Try this beautiful problem from the American Invitational Mathematics Examination I, AIME I, 1992 based on Row of Pascal Triangle.

## Row of Pascal Triangle - AIME I, 1992

In Pascal's Triangle, each entry is the sum of the two entries above it.

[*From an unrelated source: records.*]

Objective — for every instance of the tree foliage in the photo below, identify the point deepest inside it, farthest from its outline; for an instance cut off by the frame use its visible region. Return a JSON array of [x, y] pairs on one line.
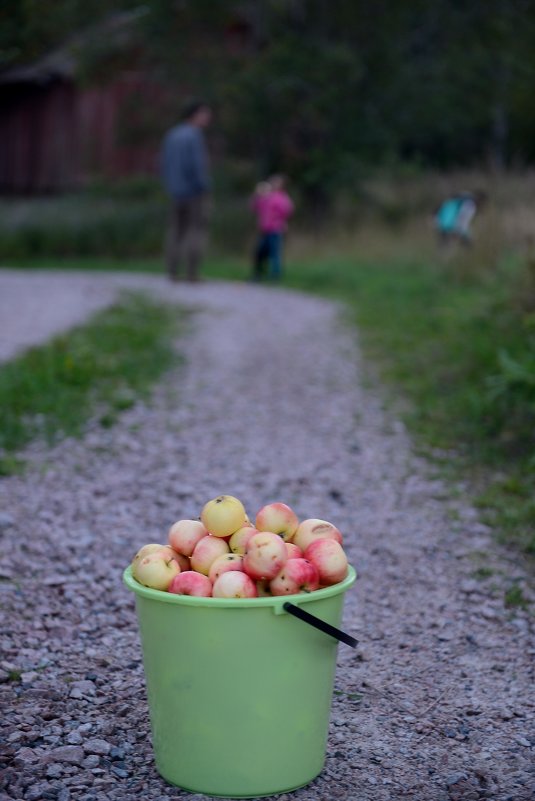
[[323, 89]]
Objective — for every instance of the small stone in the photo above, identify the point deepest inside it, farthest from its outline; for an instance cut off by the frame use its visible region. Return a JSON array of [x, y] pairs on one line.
[[82, 689], [37, 791], [29, 677], [455, 778], [6, 521], [119, 772], [97, 746], [91, 761], [72, 754]]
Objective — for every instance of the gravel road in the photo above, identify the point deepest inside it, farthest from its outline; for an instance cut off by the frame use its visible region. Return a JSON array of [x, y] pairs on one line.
[[437, 703]]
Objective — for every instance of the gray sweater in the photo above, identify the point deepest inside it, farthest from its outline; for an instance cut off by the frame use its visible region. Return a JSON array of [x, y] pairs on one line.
[[184, 162]]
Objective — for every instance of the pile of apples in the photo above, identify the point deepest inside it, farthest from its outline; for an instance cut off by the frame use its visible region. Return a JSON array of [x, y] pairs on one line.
[[223, 555]]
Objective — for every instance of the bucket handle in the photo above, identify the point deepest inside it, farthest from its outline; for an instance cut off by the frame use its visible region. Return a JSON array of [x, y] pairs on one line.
[[312, 620]]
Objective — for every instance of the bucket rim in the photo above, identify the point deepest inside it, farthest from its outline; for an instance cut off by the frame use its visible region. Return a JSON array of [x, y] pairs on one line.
[[275, 601]]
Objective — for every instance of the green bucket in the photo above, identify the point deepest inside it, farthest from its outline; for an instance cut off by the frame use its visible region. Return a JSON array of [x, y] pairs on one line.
[[239, 690]]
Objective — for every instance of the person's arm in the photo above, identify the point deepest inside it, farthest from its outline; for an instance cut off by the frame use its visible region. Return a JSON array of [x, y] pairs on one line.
[[199, 171]]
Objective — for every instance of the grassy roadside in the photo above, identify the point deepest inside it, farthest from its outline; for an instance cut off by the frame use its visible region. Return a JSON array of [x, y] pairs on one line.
[[97, 369], [454, 340], [461, 350]]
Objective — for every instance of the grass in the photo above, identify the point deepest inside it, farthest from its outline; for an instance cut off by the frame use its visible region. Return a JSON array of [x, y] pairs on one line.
[[96, 370], [454, 337]]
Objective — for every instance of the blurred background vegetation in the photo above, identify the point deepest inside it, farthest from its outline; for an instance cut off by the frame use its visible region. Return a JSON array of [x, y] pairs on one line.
[[376, 112]]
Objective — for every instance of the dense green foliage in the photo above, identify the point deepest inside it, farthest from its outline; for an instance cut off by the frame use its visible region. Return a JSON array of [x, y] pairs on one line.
[[96, 369]]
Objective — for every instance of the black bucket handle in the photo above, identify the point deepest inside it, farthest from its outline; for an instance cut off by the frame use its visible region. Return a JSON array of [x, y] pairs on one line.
[[320, 624]]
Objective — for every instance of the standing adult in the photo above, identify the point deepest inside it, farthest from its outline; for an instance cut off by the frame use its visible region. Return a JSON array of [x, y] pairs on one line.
[[186, 177]]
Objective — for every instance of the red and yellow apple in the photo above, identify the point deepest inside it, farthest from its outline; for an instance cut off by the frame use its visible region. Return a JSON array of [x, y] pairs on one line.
[[223, 515]]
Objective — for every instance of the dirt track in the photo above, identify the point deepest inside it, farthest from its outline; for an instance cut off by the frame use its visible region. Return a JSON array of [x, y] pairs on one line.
[[437, 703]]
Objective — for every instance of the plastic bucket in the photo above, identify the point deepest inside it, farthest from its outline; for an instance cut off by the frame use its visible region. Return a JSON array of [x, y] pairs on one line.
[[239, 691]]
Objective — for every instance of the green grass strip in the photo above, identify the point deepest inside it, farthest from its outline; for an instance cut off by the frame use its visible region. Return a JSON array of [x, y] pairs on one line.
[[96, 369]]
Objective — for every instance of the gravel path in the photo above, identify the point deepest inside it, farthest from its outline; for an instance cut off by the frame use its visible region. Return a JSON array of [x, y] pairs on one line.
[[437, 703]]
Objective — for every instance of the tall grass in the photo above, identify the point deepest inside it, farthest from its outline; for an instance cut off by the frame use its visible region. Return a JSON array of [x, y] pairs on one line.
[[453, 331], [100, 368]]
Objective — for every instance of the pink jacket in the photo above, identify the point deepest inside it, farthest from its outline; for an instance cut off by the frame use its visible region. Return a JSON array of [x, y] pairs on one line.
[[273, 211]]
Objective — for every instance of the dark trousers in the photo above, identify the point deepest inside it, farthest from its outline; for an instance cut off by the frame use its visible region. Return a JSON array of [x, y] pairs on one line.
[[186, 237], [268, 249]]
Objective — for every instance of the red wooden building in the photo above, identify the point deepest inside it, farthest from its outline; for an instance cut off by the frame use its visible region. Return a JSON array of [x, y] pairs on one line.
[[55, 133]]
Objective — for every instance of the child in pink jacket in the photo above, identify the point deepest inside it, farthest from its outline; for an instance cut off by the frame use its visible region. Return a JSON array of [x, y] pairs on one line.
[[273, 208]]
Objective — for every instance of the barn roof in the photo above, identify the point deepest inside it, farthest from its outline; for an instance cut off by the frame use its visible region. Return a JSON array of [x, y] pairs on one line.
[[63, 62]]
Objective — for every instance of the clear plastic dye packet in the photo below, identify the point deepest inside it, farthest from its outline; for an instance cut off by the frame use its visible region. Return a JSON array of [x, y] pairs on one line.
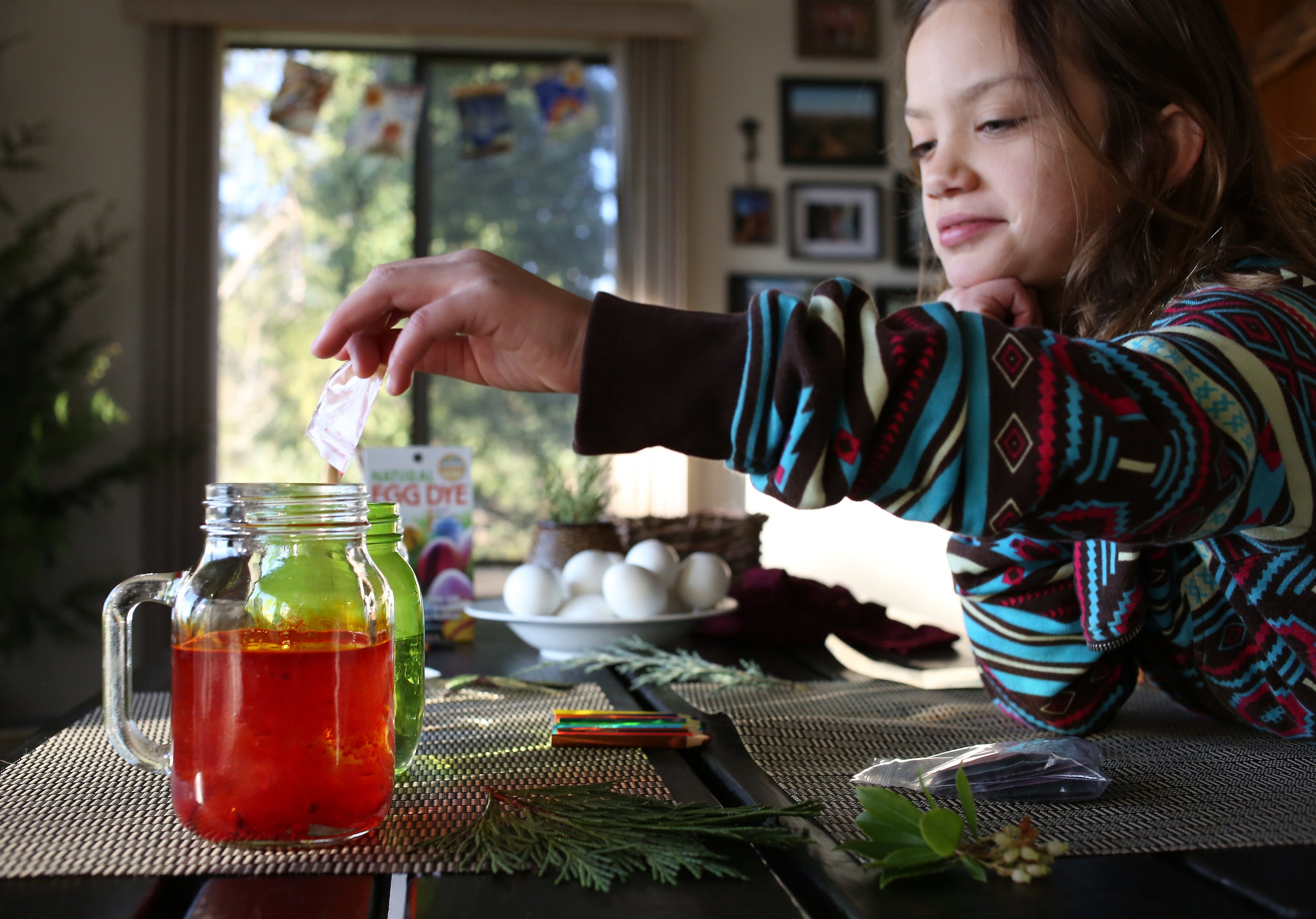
[[341, 415], [1053, 769]]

Find the row of Pascal's triangle do three consecutive entries occur that are in the ratio 3:4:5.

• is 107
• is 62
• is 840
• cannot be determined from the given information

### Key Concepts

Integers

Digits

Combinatorics

AIME I, 1992, Question 4

Elementary Number Theory by David Burton

## Try with Hints

First hint

For consecutive entries

$\frac{{n \choose (x-1)}}{3}=\frac{{n \choose x}}{4}=\frac{{n \choose {x+1}}}{5}$

from first two terms $\frac{n!}{3(x-1)!(n-x+1)!}=\frac{n!}{4x!(n-x)!}$

$\Rightarrow \frac{1}{3(n-x+1)}=\frac{1}{4x}$

$\Rightarrow \frac{3(n+1)}{7}=x$ is first equation

Second Hint

for the next two terms

$\frac{n!}{4(n-x)!x!}=\frac{n!}{5(n-x-1)!(x+1)!}$

$\Rightarrow \frac{4(n-x)}{5}=x+1$

$\Rightarrow \frac{4n}{5}=\frac{9x}{5}+1$

Final Step

from first equation putting value of x here gives

$\Rightarrow \frac{4n}{5}=\frac{9 \times 3(n+1)}{5 \times 7}+1$

$\Rightarrow n=62, x=\frac{3(62+1)}{7}=27$

$\Rightarrow$ n=62.